Petition to the EPA: Kids & Pesticides Don't Mix

When it comes to pesticides, children are among the most vulnerable. Pound for pound--they drink 2.5 times more water, eat 3-4 times more food, and breathe twice as much air. They also face exposure in the womb and via breast milk. This is true for every child - no matter where they live. A recent study out of Harvard linked low-level, dietary exposure to organophosphate pesticides (OP's) with increased prevalence of ADHD in kids.

Chlorpyrifos is an organophosphate insecticide. It's a neurotoxin that presents particular dangers to the developing brains and bodies of children--as do all OP's. Acute poisoning with these neurotoxins can cause headaches, vomiting, inability to concentrate, difficulty breathing and more. Exposure to even very small amounts, especially at critical periods of fetal development, can lead to learning and developmental disorders. That's why chlorpyrifos was banned for non-agricultural uses in 2001. Tell the EPA it's time to finish the job and ban chlorpyrifos, once and for all.

The UFW is working with other environmental groups to turn in a petition to the EPA by mid-June. Please sign the petition and tell EPA to get chlorpyrifos out of the fields.

Petition to EPA

Dear Administrator Jackson:

Ten years ago EPA banned chlorpyrifos in residential products. Scientific research since that time indicates that this pesticide is even more hazardous than previously thought. For example, a New York City study found associations between prenatal exposures to chlorpyrifos from residential products and birth size, developmental delays, attention problems and other neurological impacts. The study documented a sharp drop in children’s exposures, along with improved birth outcomes after the residential chlorpyrifos ban went into effect. Despite these facts agricultural use of chlorpyrifos has continued. Exposures for farm workers and their children are ongoing and well-documented.

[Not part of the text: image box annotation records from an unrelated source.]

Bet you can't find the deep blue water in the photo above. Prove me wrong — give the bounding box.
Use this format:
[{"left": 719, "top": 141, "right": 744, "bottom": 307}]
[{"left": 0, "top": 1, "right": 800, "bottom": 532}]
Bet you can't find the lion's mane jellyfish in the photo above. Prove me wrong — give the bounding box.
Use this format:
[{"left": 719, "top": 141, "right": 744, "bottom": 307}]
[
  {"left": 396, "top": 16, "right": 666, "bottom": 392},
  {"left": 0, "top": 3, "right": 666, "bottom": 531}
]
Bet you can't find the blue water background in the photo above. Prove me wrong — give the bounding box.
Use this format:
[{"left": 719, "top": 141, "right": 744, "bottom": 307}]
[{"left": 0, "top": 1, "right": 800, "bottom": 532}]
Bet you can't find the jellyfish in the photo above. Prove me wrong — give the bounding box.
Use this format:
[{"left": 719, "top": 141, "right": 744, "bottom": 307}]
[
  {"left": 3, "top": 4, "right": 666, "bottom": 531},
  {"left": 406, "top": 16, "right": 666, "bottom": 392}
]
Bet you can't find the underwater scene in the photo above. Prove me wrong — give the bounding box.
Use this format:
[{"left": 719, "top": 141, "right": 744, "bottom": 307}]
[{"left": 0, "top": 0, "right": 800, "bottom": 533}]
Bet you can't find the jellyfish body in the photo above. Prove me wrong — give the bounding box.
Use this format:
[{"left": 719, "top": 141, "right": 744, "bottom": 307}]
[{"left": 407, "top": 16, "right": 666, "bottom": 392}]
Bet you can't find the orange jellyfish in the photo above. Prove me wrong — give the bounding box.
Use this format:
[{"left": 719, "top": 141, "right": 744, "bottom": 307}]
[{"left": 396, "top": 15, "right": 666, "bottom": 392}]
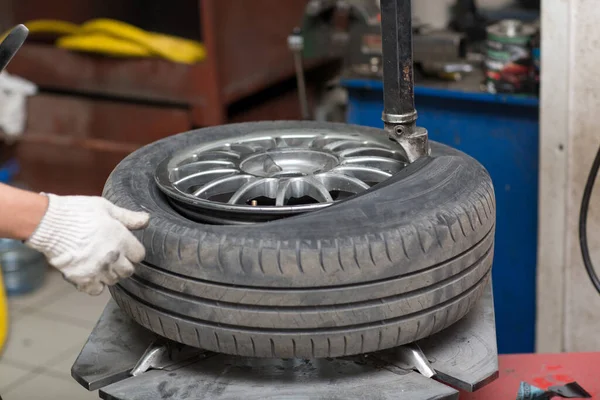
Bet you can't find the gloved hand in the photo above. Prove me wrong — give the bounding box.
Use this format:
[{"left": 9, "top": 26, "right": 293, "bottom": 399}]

You have stated that protecting children and addressing environmental justice issues are top priorities for EPA. Allowing continued use of chlorpyrifos in agriculture is antithetical to these priorities, causing disproportionate harm to farm worker populations, and in particular to farm worker children. It also causes ongoing exposures for non-agricultural populations through contamination of the food supply and long-range transit to colder regions. It threatens salmon, honey bees and other wildlife.

EPA must act swiftly to ban all remaining uses of chlorpyrifos.

We urge you to:

1) Establish an imminent deadline by which all agricultural use of chlorpyrifos will end.

2) Support meaningful effective programs to provide incentives and assistance to transition growers to safe alternative methods for growing food that do not rely on chlorpyrifos.

3) Phase out other organophosphate pesticides, and adopt a precautionary approach with respect to all pesticide registrations. EPA must learn from the chlorpyrifos experience and prevent adverse health consequences for children and others.